On July 16, 2020, the Moderate Resolution Imaging Spectroradiometer (MODIS) on board NASA’s Terra satellite acquired a true-color image of the island of Grande Terre, New Caledonia.
A long line of coral reef, shining in iridescent blues and greens ring much of the long green island. These reefs are rich in biodiversity, with the northwestern section alone housing more than 300 species of coral fauna counted here, as of a count performed in 2008. Grand Terre lies about 830 miles (1,300 km) east of Australia and sits in the Coral Sea. The island is roughly 400 kilometers (250 miles) long and ringed by a 1,600-kilometer (1,000-mile) coral reef. It is the largest island of New Caledonia, which also contains the Loyalty Islands, the Chesterfield Islands, the Belep archipelago and the Isle of Pines as well as a number of islets.

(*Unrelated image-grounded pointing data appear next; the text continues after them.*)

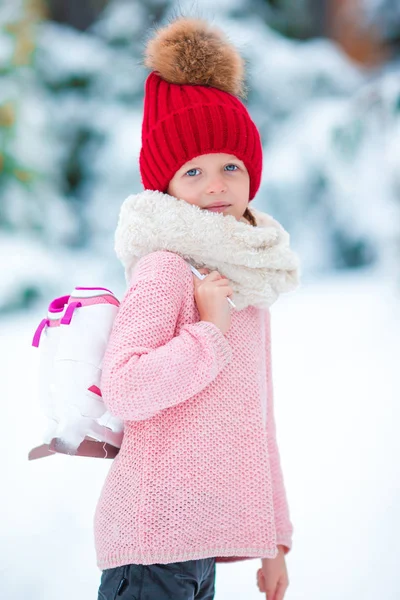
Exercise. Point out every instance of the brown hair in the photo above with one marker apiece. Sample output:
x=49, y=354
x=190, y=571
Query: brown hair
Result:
x=248, y=215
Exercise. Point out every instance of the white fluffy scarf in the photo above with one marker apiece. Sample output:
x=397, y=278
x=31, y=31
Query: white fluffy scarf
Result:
x=258, y=261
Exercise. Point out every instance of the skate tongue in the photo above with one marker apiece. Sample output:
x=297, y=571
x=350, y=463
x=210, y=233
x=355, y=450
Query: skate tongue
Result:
x=90, y=448
x=40, y=452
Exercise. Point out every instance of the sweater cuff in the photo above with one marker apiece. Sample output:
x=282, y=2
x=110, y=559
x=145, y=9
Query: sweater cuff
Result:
x=222, y=347
x=284, y=539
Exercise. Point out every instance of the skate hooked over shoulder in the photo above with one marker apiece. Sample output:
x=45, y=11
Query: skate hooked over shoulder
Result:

The climate of New Caledonia is generally hot and humid, but the trade winds bring relatively cool, moist air to the eastern part of the island, where rich forests fill the coastal strip between the mountainous interior and the sea. The tallest point is Mont Panié with an elevation of 1,628 meters (5,341 feet) above sea level. The mountains form a rain shadow in the west, giving rise to low, open, arid plains.
New Caledonia’s rocks are unusually rich in iron, magnesium, and nickel; in fact, the island is home to about a quarter of the world’s known nickel resources. Meanwhile the soils are poor in nitrogen, calcium, phosphorus, and potassium, and plant life has had to adapt. About 75 percent of New Caledonia’s plant species are found only the island, placing New Caledonia third, after Hawaii and New Zealand, for endemic plant species. Marine life around New Caledonia rivals the unique plant life. The United Nations Educational, Scientific and Cultural Organization (UNESCO) characterizes the reef system as “the world’s most diverse concentration of reef structures.” The reef, mangrove, and seagrass habitats provide homes to fish, marine invertebrates, marine mammals (such as whales and dugongs), and turtles.